Aturan Unexplained Wealth Order
Isu kedua berkaitan dengan aturan unexplained wealth order atau harta yang tidak dapat dijelaskan sumbernya. Konsep ini merupakan dasar dari illicit enrichment atau pengayaan ilegal. Jika seorang pejabat publik memiliki harta yang melebihi pendapatannya dan tidak bisa menjelaskan asal usulnya, maka patut diduga bahwa harta tersebut berasal dari tindak pidana seperti suap atau gratifikasi.

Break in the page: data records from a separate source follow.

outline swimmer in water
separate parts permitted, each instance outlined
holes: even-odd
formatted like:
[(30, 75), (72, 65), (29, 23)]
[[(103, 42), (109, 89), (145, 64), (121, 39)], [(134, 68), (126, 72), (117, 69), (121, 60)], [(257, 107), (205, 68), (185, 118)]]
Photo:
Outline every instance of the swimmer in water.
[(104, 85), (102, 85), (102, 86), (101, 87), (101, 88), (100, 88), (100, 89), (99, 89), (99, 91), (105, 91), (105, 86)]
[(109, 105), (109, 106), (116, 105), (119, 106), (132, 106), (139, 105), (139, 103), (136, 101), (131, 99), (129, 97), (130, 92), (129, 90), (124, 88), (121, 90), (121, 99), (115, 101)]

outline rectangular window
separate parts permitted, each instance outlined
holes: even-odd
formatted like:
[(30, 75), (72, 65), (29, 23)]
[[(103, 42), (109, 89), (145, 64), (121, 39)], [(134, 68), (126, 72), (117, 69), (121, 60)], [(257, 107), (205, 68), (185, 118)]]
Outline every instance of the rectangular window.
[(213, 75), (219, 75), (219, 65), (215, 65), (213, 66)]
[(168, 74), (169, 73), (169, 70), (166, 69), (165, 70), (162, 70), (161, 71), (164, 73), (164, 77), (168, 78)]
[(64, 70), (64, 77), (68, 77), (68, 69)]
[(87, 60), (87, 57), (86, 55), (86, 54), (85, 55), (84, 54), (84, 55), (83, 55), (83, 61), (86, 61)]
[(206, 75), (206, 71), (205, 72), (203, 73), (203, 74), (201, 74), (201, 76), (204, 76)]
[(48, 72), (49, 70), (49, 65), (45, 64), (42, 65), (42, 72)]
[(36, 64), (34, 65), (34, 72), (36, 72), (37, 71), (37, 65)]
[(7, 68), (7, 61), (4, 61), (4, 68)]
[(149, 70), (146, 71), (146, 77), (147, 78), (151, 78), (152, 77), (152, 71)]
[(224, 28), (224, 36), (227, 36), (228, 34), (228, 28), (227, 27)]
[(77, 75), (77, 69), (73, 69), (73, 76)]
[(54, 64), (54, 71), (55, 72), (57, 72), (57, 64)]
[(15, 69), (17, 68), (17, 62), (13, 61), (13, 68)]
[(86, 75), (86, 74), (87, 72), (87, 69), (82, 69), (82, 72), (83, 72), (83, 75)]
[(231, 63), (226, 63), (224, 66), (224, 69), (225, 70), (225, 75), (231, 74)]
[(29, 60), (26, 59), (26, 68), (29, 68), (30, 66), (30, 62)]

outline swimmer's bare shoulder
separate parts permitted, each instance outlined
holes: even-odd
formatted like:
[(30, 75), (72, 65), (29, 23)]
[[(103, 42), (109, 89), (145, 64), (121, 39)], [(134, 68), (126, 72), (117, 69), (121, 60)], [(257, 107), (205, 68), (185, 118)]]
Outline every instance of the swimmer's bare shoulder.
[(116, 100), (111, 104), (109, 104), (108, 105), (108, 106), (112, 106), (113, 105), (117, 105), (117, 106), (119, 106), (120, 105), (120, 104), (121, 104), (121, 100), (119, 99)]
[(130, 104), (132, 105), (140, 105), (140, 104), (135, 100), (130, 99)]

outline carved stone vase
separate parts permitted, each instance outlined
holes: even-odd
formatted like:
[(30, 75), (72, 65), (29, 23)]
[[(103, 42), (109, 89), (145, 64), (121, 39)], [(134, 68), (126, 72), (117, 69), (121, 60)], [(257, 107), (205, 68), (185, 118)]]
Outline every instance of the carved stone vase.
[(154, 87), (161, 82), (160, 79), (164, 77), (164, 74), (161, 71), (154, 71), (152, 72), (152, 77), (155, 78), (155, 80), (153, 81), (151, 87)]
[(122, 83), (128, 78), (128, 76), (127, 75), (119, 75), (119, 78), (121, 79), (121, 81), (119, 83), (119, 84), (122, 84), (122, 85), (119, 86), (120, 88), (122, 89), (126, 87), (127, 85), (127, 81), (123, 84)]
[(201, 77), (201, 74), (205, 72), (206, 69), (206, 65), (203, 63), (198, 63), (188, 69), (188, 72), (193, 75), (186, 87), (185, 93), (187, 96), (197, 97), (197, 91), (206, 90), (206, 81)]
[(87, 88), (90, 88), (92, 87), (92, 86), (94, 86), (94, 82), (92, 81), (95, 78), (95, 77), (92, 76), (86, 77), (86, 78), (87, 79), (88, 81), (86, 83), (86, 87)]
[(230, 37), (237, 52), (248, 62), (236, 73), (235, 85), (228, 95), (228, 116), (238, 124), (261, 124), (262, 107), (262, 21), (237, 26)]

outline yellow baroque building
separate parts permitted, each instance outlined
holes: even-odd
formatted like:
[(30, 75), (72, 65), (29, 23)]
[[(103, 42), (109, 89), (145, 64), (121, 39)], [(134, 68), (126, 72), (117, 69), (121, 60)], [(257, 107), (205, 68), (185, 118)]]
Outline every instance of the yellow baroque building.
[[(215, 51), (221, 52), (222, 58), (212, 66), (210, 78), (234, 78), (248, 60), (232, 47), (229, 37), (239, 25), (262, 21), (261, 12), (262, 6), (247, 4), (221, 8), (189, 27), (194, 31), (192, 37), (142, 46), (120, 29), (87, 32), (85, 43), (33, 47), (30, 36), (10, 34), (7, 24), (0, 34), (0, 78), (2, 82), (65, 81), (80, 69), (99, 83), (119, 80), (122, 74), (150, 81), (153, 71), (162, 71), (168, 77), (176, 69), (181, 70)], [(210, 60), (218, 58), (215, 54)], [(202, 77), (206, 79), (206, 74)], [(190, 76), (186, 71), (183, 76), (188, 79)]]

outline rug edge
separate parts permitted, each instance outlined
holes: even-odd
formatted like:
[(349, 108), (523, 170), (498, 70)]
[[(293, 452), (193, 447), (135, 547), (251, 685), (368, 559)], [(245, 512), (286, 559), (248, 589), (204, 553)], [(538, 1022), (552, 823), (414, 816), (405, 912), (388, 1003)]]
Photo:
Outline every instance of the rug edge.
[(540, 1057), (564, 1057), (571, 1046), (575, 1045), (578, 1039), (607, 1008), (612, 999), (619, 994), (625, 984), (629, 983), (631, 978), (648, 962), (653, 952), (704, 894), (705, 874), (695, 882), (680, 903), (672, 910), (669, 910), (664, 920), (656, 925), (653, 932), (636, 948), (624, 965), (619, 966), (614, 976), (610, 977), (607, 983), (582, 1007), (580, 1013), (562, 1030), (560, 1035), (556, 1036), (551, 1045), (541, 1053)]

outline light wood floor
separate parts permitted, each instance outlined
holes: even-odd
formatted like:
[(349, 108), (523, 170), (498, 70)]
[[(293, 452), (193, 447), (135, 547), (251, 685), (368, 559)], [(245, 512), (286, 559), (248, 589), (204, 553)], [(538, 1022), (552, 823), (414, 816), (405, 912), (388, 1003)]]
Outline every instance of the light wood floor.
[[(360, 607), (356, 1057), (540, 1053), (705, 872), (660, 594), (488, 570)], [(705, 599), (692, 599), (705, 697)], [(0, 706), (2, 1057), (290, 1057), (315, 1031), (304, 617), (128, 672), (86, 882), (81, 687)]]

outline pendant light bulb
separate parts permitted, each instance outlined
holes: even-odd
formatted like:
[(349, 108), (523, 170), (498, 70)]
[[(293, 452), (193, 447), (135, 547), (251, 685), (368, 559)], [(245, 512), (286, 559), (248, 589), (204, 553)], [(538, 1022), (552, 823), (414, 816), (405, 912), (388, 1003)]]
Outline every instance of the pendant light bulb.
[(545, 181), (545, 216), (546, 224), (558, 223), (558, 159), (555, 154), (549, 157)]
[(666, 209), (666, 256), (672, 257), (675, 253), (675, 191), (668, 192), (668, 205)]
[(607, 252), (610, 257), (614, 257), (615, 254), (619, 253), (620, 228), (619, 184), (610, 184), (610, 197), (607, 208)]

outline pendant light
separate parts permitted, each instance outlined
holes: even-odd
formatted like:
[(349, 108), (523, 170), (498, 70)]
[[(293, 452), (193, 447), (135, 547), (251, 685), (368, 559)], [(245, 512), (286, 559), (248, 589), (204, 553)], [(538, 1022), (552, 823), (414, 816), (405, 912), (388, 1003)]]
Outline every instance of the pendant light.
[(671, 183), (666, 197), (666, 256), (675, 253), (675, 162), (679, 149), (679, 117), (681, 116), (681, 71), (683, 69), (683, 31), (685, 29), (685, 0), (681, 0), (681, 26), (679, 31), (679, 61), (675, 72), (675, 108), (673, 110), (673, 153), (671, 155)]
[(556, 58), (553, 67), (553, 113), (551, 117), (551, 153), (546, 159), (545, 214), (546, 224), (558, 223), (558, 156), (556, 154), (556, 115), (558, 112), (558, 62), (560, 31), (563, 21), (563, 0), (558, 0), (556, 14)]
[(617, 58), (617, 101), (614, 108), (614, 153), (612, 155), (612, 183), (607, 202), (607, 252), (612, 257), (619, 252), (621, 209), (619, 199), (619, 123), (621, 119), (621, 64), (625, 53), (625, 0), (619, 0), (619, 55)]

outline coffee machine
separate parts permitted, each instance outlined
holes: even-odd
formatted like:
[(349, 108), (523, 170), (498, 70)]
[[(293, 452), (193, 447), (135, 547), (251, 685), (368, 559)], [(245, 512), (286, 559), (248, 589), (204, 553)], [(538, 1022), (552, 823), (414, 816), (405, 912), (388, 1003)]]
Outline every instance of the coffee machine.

Threshold Jumlah Aset yang Dapat Dirampas
Poin ketiga adalah tentang batas jumlah aset yang dapat dirampas. Berdasarkan Pasal 6 RUU Perampasan Aset yang berlaku per April 2023, aset yang dapat dirampas bernilai minimal Rp100.000.000 dan diancam dengan hukuman 4 tahun atau lebih. Batas ini penting untuk direvisi agar sesuai dengan kondisi inflasi, nilai ekonomis, dan faktor-faktor lainnya.
Mekanisme Upaya Paksa dan Pengawasan
Isu keempat adalah mekanisme upaya paksa dan pengawasan terhadap upaya paksa dalam RUU Perampasan Aset. Koalisi menilai bahwa mekanisme ini sangat berkaitan dengan upaya paksa yang dilakukan. Oleh karena itu, diperlukan sistem yang jelas dan transparan untuk memastikan prosesnya berjalan secara adil dan benar.
Sistem Pembuktian dalam RUU Perampasan Aset
Poin kelima adalah sistem pembuktian dalam RUU Perampasan Aset. Menurut koalisi, selama ini model pembuktian yang digunakan dalam non-conviction based asset forfeiture mengadopsi sistem dari hukum acara perdata. Untuk itu, RUU Perampasan Aset perlu mengadopsi sistem pembuktian terbalik. Hal ini dimaksudkan agar beban bukti tidak sepenuhnya bertumpu pada harta tersangka atau terdakwa, tetapi juga ada mekanisme untuk memastikan bahwa harta tersebut benar-benar milik sah dari tersangka atau terdakwa.
Partisipasi Masyarakat Sipil dalam Pembahasan RUU
Anggota koalisi sekaligus peneliti ICW, Wana Alamsyah, menegaskan bahwa DPR wajib mempertimbangkan partisipasi aktif masyarakat sipil dalam membahas RUU Perampasan Aset. DPR tidak boleh melakukan pembahasan tanpa melibatkan seluruh elemen masyarakat sipil. Selain itu, proses pembahasan harus dilakukan secara transparan dan tidak terburu-buru.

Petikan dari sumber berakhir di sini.